Baekhyun kapıyı iki kere tıklayıp içeri girdi. Chanyeol 'de ardından...Ve bağırmaya devam etti.. "Ben düz değilim anlamıyor musun beni?"

"Hey neler oluyor ?"

Chanyeol abisinin odasına girdiğini yeni farketmişti. Ve onu görünce aklına gelen şeyle durdu.

"Bir sorun yok.. Sadece küçük bir yanlış anlaşılma. Herneyse onunla bu konuyu daha sonra konuşuruz." Koltuklardan birine oturdu. "Ayrıca seni gördüğüm iyi oldu hyung..Sana anlatmam gereken önemli bir mesele var."

"Ne hakkında ?" Merakla sordu bu soruyu Junmyeon..

"Jongin ve Kyungsoo hakkında.."

"Ne olmuş onlara.."

"Hyung durum vahim. Jongin, çocuğa her şeyi dar ediyor. Sürekli bir tersleme peşinde..Daha geçen gün Jongin alçısını çıkartmaya gidiyordu. Kyungsoo 'da gelmek istedi. Peki Jongin ne yaptı? Çocuğa etmediği hakaret kalmadı. "

"Bu bizim sorunumuz değil Chanyeol."

"Hyung bizim de sorunumuz tabiki de..Yarın bir gün boşanırlarsa olan bize olur."

Kardeşinin dediklerine hak vermişti Junmyeon..."O zaman önerin ne ?"

"Onları birleştirmeye çalışalım. Mesela bugün onları romantik bir akşam yemeğine gönderebiliriz. Ya da hizmetçilere talimat veririz onlar bir şeyler yapar bizde onları baş başa bırakırız.."

"İkinci dediğin kulağa güzel geliyor. Şimdi evdekileri arayıp yapmaları gereken talimatları vereceğim."

------------- ✿ ✿ ✿ -------------

Biraz hava almak için dışarı çıkmıştı Kyungsoo..Bu süre zarfında yaşananları bir süreliğine de olsa kafasından atıp hiçbir problemi olmayan bir insan gibi davranacaktı. Uzun bir aradan sonra gülümsedi böylelikle...Havanın kokusunu içine çekti ardından..O esnada kendiyle beraber hareket eden siyah renkli lüks bir arabayı farketti. Arabanın sürücüsü de bir sapık gibi kendisini dikizliyordu. Kyungsoo bu durumdan rahatsız olup başını çevirdi ve arabanın içindeki adamla sinirle baktı. Lakin yüzünü yoğun bir şaşkınlık kaplamıştı.

"Yixing sen ?"

Bunun üzerine Yixing gülümseyerek arabadan indi..

"Senin için buradayım hayatım."

"Bana hayatım deme.." diyerek etrafa bakınmaya başladı genç adam. Çünkü burası evlerinden çok uzakta bir yer değildi. Evdekilerden birine yakalanmak korkuyordu işin doğrusu.

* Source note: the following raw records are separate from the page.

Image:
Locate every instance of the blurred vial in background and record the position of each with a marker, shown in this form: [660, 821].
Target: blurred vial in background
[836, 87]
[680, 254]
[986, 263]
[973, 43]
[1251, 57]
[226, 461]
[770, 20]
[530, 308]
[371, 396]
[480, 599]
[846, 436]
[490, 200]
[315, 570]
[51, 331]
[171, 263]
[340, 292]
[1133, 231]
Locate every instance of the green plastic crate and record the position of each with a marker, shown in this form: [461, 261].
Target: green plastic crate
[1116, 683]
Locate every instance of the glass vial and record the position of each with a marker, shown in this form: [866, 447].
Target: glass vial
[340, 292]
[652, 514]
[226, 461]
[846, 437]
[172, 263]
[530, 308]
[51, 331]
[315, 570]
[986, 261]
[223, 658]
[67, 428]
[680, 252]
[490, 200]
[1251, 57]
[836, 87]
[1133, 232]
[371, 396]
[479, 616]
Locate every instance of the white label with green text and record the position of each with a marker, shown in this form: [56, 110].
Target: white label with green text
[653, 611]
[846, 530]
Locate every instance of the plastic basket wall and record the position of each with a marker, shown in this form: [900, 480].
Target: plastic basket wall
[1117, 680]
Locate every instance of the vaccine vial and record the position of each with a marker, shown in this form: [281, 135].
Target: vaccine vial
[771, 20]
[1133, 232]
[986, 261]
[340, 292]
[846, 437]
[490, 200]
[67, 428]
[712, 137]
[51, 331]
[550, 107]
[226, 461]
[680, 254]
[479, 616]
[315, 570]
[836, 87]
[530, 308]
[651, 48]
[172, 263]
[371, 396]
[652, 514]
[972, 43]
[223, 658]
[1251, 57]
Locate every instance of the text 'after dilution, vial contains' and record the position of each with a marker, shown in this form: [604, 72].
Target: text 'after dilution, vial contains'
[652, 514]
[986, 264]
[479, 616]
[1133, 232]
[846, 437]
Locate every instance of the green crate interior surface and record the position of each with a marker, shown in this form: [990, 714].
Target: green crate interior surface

"Kyungsoo lütfen bana böyle davranma. Beni hiçbir karşılık beklemeden seven Kyungsoo'yu geri istiyorum. "

"Seni seven Kyungsoo artık yok. "

Yixing onun koluna dokundu..Islanmış gözleride bu hareketine eşlik ediyordu. "Böyle deme..Bu kalbimi kırıyor."

"Umrumda mı sanıyorsun ? "

"Kyungsoo..Hayatım.."

"Git buradan Yixing. Beni de unut. Hayatında hiç olmamışım gibi davran."

"Kim Kyungsoo!!!"

Kyungsoo, Jongin'in sesiyle irkildi. Şimdi ayvayı yemişti işte..Korktuğu ne varsa başına gelmek zorundamıydı..

Jongin sinirle onların yanına gitti. Kyungsoo'nun kolunu Yixing'ten kurtardı..

"Jongin bak ben.."

"Sen ne ha lanet olasıca ? "

"Bir daha ona sakın bağırma." Yixing tehditkar bakışlar yolluyordu Jongin'e ..Jongin bu durumu görünce dahada sinirlenmişti. Kyungsoo ise gerilen ortamdan rahatsızlık duyuyor bu durumun bir an önce sona ermesini istiyordu.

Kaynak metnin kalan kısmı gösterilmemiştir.